Burgers, corn on the cob and beer. A quintessential summer supper on the porch. As some of you know, I don't eat meat (except for fish). So when I have a hankering for a burger, I like to make my own veggie burgers. Here's an easy, delicious recipe for pinto bean and rice burgers -- I add a touch of cayenne pepper to boost the flavor. This recipe makes eight burgers, so if you're not feeding a crowd, you can freeze the uncooked patties for future use. Just thaw in the fridge (or microwave) and cook as described in step 2.

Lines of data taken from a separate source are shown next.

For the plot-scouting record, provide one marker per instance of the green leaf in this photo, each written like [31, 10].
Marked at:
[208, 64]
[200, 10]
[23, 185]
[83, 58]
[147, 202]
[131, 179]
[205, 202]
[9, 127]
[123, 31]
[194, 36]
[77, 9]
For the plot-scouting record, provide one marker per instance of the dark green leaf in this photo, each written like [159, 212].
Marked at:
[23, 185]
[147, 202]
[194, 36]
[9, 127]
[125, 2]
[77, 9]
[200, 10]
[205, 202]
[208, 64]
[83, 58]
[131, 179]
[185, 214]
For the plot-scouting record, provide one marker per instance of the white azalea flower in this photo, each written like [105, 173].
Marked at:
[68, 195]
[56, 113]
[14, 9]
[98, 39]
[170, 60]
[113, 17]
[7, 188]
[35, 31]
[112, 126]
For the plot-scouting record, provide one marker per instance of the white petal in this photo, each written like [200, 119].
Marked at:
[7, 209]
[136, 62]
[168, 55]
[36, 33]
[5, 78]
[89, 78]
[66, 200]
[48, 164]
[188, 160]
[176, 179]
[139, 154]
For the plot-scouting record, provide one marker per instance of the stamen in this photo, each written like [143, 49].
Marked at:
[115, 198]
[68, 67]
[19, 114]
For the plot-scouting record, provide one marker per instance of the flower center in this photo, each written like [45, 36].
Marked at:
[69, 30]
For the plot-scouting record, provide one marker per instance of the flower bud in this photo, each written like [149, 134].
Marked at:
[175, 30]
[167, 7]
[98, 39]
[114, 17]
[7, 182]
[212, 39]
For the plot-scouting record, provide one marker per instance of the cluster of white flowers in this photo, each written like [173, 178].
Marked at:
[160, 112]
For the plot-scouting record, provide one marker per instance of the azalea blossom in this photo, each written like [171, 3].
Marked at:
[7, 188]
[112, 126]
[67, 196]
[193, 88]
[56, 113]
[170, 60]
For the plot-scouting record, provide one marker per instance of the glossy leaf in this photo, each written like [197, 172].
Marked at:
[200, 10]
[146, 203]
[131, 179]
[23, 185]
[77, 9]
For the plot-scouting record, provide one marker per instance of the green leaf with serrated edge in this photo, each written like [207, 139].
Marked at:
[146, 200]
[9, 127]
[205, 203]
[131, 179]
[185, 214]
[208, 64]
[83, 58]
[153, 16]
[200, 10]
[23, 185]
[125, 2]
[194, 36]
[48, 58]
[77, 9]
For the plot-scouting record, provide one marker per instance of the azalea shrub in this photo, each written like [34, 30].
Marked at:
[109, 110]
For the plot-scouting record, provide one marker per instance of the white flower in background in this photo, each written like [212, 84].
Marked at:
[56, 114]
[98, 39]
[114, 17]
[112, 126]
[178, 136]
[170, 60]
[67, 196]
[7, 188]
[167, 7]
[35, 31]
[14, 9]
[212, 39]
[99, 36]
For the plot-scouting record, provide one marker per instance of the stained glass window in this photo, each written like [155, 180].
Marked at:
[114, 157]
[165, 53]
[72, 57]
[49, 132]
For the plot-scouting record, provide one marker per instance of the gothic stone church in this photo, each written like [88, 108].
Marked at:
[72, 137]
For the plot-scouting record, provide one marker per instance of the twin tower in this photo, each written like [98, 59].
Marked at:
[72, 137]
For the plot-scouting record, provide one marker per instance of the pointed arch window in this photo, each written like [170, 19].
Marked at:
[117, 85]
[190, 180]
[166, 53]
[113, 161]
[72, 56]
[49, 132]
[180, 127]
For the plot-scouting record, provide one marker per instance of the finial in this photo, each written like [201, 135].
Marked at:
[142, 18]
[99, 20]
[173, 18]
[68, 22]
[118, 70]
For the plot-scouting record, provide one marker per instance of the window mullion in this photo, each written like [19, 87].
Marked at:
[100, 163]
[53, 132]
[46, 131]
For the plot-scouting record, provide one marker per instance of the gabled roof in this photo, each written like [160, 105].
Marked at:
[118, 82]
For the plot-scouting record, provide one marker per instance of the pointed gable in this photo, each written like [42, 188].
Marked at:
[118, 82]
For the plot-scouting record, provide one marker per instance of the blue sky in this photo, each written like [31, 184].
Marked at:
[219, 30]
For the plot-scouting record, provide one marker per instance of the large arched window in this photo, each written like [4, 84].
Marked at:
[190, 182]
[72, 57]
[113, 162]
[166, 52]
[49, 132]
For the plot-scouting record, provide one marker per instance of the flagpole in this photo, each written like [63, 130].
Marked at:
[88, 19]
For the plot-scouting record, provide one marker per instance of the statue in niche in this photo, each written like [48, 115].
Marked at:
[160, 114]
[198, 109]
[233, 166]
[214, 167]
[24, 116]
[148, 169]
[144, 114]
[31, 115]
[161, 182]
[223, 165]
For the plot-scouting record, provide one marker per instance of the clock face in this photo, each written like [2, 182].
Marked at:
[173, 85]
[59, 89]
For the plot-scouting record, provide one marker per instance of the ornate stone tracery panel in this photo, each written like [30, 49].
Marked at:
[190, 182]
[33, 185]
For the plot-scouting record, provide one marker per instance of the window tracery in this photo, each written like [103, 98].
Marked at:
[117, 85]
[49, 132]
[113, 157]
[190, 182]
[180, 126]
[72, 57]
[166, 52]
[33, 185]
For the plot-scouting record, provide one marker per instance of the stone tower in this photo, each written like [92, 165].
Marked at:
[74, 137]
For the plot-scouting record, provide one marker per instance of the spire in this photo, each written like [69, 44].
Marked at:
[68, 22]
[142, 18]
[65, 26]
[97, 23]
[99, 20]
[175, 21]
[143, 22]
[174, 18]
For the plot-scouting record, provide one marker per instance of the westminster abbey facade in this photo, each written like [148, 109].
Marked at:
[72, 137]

Pinto Bean and Rice Burgers
1) In a large bowl, mash two 15.5 oz. cans of pinto beans (rinsed and drained) until a coarse paste forms. I like to leave a few whole beans in the mixture. Add 1-3/4 cups of cooked brown rice, 1/3 cup plain breadcrumbs, 1 bunch scallions that have been thinly sliced (light green and some dark green parts included), 1/4 cup chopped fresh cilantro, 2 large eggs, 1/8 teaspoon cayenne pepper, 1/2 teaspoon salt and 1/4 teaspoon freshly ground pepper. Using your hands, gently fold ingredients to combine, and form into eight patties.
2) In a large skillet, heat a tablespoon or two of canola oil over medium-high heat. Add half the patties and cook until browned and cooked through, about 3 or 4 minutes per side. Repeat with remaining patties, adding more oil as needed. Serve on whole wheat buns with lettuce, tomato or your favorite toppings. Enjoy!